I keep our place next to spotless. We use a shop vac every other day (unless it's needed every day), I sweep daily, then mop and clean the kitchen, bathroom and so on with Fabuloso, I make sure all laundry is out of reach of both Koda and Simi, etc.


----------



## rooandtree (May 13, 2012)

not as clean as id like it to be..but clean..i vaccum and sweep daily..sometimes 3 or more times daily...im a nut about seeing dog hair on the floor...and i have to have my kitchen,bathroom,bedroom and living room clean...which means i have to clean them all every day..i cant stand mess and everything has a place and needs to be in it...but for the downstairs..that is the dungeon or man cave or whatever youd like to call it..its where the kids and hubby hang out to play video games and watch tv or play games...i let that be their messy area.too a point..it can be dusty and unvaccumed..but i still like things put up when done...its a never ending battle..and working full time dosent help any which is why i cant always get to the ceiling fans( why are they always so dirty when they constantly move????) and there is dust on shelves etc.


----------



## JakodaCD OA (May 14, 2000)

My house is spotless  NOT! LOL I have 4 indoor cats, 3 dogs, and a 2000 sq ft house ,,I wouldn't say it's messy, I do have alot of "stuff' but it all has it's place, I'm rather organized 

I clean usually every other day, which is vac/dusting/washing floors. So I'd say medium clean, let's put it this way, I've probably never been embarrassed what the house looked like if someone happened to drop in


----------



## Liesje (Mar 4, 2007)

About as clean as it can be. I say that because I have an 80 year old home. I'm not going to steam mop my floors twice a week when we basically have original polished subflooring that is pretty scratched/worn. I have a lot of antique pieces and curios from Africa that show normal wear considering their age or how they've traveled; I don't like the ultra-modern or industrial style so my house is not going to look "polished". My style is sort of Pottery Barn meets east Africa. I am known for being a neat/clean freak though. I clean every day, usually when I get home from work. I vacuum several times a week. Dusting is my least favorite chore! My husband is nasty so he has his own mancave which I rarely go into unless I need something I think is buried in there. When I vacuum I go in as far as I can, which is usually just the doorway.


----------



## dgray (Feb 24, 2012)

Between the fiancé, the dog, and the three cats - its not that clean, lol. I have dark laminate floors (soo gorgeous!), so the fur and dirt shows up really well. I swifter vac them daily. Also, my wool rug sheds worse than the animals sometimes! So I vacuum that daily as well. I usually dust about three times a week because my furniture is also dark wood. If guess that's what I get for loving dark furniture and floors! Im also always cleaning litter boxes or so it seems. Oh well. My house is never clean, but it's never dull either! Lol  


Sent from my iPhone using PG Free


----------



## Mac's Mom (Jun 7, 2010)

I have 2 dogs, 3 cats and we both smoke in the house. There ain't enough Febreeze in the world to make my house smell good. I'm considering distributing face masks upon entry. I dust my diningroom table and the very next day its blanketed in a layer of new dust ... its almost as if its mocking me. Unless there is the exact amount of clean litter in the box my middle cat poops on the floor unless he can find a box of something sentimental like a box of old pictures. My husband thinks the livingroom doubles as a laundry basket and the kitchen counter as a garbage can. So I would have to say my house leans toward the messier side.


----------



## Good_Karma (Jun 28, 2009)

I keep things neat, as in when I am done using something it gets put away. The bed is made, dishes are not left in the sink, etc.

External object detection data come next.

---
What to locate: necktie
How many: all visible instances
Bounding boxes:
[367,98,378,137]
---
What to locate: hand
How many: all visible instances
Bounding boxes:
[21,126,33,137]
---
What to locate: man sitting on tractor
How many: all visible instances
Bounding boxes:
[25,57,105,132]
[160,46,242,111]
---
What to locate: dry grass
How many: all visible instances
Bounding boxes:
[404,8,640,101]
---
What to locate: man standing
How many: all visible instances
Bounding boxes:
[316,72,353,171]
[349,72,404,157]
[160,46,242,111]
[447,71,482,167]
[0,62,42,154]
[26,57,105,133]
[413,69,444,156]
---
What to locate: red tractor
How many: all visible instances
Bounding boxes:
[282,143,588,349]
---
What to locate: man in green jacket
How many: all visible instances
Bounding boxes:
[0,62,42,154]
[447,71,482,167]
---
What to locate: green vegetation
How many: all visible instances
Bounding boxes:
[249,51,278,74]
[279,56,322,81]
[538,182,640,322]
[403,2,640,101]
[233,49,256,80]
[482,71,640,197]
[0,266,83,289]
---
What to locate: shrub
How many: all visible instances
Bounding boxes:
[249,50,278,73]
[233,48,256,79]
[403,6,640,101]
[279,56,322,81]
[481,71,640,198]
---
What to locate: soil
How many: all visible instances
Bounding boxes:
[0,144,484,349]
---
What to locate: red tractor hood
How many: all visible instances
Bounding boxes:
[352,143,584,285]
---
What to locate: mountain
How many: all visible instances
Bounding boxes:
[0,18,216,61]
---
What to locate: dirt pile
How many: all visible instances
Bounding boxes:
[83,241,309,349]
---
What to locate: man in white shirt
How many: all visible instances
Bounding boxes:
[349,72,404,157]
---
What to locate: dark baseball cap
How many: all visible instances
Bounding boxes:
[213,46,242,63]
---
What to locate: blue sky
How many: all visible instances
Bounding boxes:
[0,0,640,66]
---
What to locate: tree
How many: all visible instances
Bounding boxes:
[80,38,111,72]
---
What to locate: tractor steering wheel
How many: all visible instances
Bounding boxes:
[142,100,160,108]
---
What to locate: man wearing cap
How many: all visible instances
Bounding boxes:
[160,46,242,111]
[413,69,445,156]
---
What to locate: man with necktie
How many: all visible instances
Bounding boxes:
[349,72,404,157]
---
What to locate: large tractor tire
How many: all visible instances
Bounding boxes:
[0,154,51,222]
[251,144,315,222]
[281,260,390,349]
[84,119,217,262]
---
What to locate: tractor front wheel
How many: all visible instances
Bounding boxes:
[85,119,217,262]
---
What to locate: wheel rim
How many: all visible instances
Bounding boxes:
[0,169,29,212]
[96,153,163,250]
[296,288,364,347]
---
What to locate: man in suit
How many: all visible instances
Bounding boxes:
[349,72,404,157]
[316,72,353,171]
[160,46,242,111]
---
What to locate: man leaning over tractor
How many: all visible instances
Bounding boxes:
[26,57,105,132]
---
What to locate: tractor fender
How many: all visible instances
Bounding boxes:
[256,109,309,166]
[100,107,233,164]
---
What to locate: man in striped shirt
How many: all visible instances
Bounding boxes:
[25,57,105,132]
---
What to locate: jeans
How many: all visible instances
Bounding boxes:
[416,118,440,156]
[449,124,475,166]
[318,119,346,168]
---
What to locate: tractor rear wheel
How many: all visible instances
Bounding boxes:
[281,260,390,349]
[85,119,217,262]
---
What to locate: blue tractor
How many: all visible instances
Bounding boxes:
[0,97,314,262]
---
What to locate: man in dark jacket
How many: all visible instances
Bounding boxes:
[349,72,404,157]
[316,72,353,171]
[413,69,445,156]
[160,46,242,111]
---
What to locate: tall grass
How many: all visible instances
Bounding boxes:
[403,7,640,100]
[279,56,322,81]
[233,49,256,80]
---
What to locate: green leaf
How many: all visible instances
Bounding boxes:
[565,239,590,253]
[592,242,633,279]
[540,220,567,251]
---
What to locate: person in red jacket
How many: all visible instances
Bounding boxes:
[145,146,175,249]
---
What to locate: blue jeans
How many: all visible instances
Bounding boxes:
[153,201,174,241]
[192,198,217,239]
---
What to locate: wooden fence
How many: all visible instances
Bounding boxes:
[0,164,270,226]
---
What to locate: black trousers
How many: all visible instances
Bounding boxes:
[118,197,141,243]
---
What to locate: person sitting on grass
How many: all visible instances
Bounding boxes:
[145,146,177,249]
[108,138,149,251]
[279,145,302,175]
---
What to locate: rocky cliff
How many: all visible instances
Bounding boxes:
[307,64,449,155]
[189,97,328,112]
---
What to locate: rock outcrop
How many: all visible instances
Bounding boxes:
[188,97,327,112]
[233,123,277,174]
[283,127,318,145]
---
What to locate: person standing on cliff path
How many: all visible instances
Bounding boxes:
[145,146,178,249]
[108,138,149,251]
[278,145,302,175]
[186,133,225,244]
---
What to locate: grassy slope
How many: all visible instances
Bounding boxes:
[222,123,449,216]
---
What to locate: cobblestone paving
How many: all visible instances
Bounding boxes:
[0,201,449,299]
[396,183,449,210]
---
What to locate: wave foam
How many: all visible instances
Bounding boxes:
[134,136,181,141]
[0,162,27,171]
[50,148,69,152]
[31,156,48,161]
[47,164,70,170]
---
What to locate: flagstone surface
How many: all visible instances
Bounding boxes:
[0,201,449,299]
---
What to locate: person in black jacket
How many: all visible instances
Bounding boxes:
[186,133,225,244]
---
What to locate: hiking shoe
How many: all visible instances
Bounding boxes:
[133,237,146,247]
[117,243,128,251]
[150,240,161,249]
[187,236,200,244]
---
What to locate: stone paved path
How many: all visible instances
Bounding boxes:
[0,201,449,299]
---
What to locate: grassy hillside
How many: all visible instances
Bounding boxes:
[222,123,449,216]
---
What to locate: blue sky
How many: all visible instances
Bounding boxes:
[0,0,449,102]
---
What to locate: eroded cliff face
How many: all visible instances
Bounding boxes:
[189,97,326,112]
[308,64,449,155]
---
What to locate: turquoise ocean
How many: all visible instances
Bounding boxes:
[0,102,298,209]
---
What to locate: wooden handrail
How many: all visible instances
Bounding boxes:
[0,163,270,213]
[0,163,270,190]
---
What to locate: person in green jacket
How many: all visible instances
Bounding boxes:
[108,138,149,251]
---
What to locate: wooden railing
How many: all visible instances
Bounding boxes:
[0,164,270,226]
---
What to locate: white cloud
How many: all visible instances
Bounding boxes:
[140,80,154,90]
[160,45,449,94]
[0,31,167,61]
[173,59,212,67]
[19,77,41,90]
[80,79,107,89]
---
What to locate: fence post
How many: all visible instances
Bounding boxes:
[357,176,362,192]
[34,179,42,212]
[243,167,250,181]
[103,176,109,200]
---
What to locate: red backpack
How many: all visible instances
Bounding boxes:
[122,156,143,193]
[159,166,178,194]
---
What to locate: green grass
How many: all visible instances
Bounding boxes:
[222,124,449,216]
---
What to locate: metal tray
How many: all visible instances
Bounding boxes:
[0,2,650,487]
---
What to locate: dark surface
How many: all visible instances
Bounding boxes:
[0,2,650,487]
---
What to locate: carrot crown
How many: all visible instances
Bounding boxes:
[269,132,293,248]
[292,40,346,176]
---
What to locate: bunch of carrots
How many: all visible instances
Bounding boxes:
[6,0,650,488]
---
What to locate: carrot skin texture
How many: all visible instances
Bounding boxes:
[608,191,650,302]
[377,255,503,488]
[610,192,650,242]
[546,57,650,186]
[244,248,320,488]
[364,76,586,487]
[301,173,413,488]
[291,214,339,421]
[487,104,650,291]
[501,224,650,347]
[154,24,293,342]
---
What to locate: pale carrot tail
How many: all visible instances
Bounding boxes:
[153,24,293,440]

But is it CLEAN? Not hardly. There is always a fine layer of dust or pollen all over everything. And lots of dog hair piling up in the corners. I vacuum the floors (cement) a few times a week, the house gets a full cleaning every Friday. I wipe down the kitchen at the end of every day. Beyond that, life is too dang short to spend it cleaning when it's just going to get dirty again. Plus my mother almost never comes over to visit.


----------



## llombardo (Dec 11, 2011)

I'll go with medium clean and not cluttered. I do have a couple bags on the dog cage that the dog doesn't ever use. I have 5 cats and 3 dogs. Daily I vacuum, do dishes, dog poop(outside), and both litter boxes. Weekly I will dust really good, wash floors, vacuum furniture, clean cat/dog bowls really good, clean out both fish tanks and the bathroom. For the most part its not bad most of the time, but if I slip one day it is that much harder the next


----------



## TrickyShepherd (Aug 15, 2011)

I'd say ours ranges from spotless to medium clean. Before I got Storm, the house was always spotless (even with the two others).... but, Storm takes up a LOT of time and she's very very messy (typical pup). Duke is also blowing his coat at the moment. So unfortunately, it's hard to keep this place in order.

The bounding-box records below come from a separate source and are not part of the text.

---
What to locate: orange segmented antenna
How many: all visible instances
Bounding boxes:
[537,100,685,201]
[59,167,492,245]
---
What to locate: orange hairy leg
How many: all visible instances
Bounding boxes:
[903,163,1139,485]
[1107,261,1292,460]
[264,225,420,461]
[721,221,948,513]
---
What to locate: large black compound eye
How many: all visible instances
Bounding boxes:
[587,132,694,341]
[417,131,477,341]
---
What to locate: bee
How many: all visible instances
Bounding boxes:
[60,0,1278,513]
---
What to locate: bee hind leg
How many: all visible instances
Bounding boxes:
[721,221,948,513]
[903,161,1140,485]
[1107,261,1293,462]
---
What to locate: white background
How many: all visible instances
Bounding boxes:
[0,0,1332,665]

We are also starting to paint our house too... so we do have somethings that are out of place. Otherwise, it's still pretty organized. I'm a neat freak... so, I can't let it stay messy for long.... I sweep every day at least.


----------



## vicky2200 (Oct 29, 2010)

Not clean. Sadly. Between the dog hair, the nose prints on the windows, the sand that comes in on the dogs, the bird seed/feathers on the floor... It isn't pretty. Sure, we clean. But, if I had my way, we would clean more often. But I cant do everything and I live with a bunch of lazy people.


----------



## doggiedad (Dec 2, 2007)

we have the total lived in house. stuff is everywhere.
clothes laying all over the bedroom. kitchen is normally
in chaos. papers are all over the computer table. tonight
my GF said lets get someone to come in and clean.


----------



## PatchonGSD (Jun 27, 2012)

Who would have thought a thread about the cleanliness of strangers houses would be so interesting? :rofl:


----------



## lorihd (Nov 30, 2011)

_I dunno, i just vacuumed yesterday, and i still have tumbleweed rolling around my floors. i have too many interesting things to do, house work is not one of them !!!!!!!_


----------



## robk (Jun 16, 2011)

Lets see, we have two rambunctious children with friends, a very active German Shepherd dog who wants inside so he can go back outside again, and a parrot. I would say the area around the bird cage is by far the dirtiest area of the house. Those with parrots will understand, they have this weird dandruff that gets everywhere. Other than that, the house stays pretty clean but it does take constant effort. Now, having said that, I must mention that this dog barely sheds at all. I have had GSDs in the past that shed big fur balls and we chased fuzzy dust bunnies all the time but not so much with this guy.


----------



## Gharrissc (May 19, 2012)

As far as litter boxes go, I always clean them twice a day.We only have two indoor cats,so twice a day is pretty much all they need. I have a neighbor who has 4 cats indoors and says she only cleans the boxes once or twice per week. Then she wonders why the cats don't want to use the box.


----------



## Stevenzachsmom (Mar 3, 2008)

I'm supposed to clean the house????


----------



## TrickyShepherd (Aug 15, 2011)

robk said:


> Now, having said that, I must mention that this dog barely sheds at all. I have had GSDs in the past that shed big fur balls and we chased fuzzy dust bunnies all the time but not so much with this guy.


Jealous....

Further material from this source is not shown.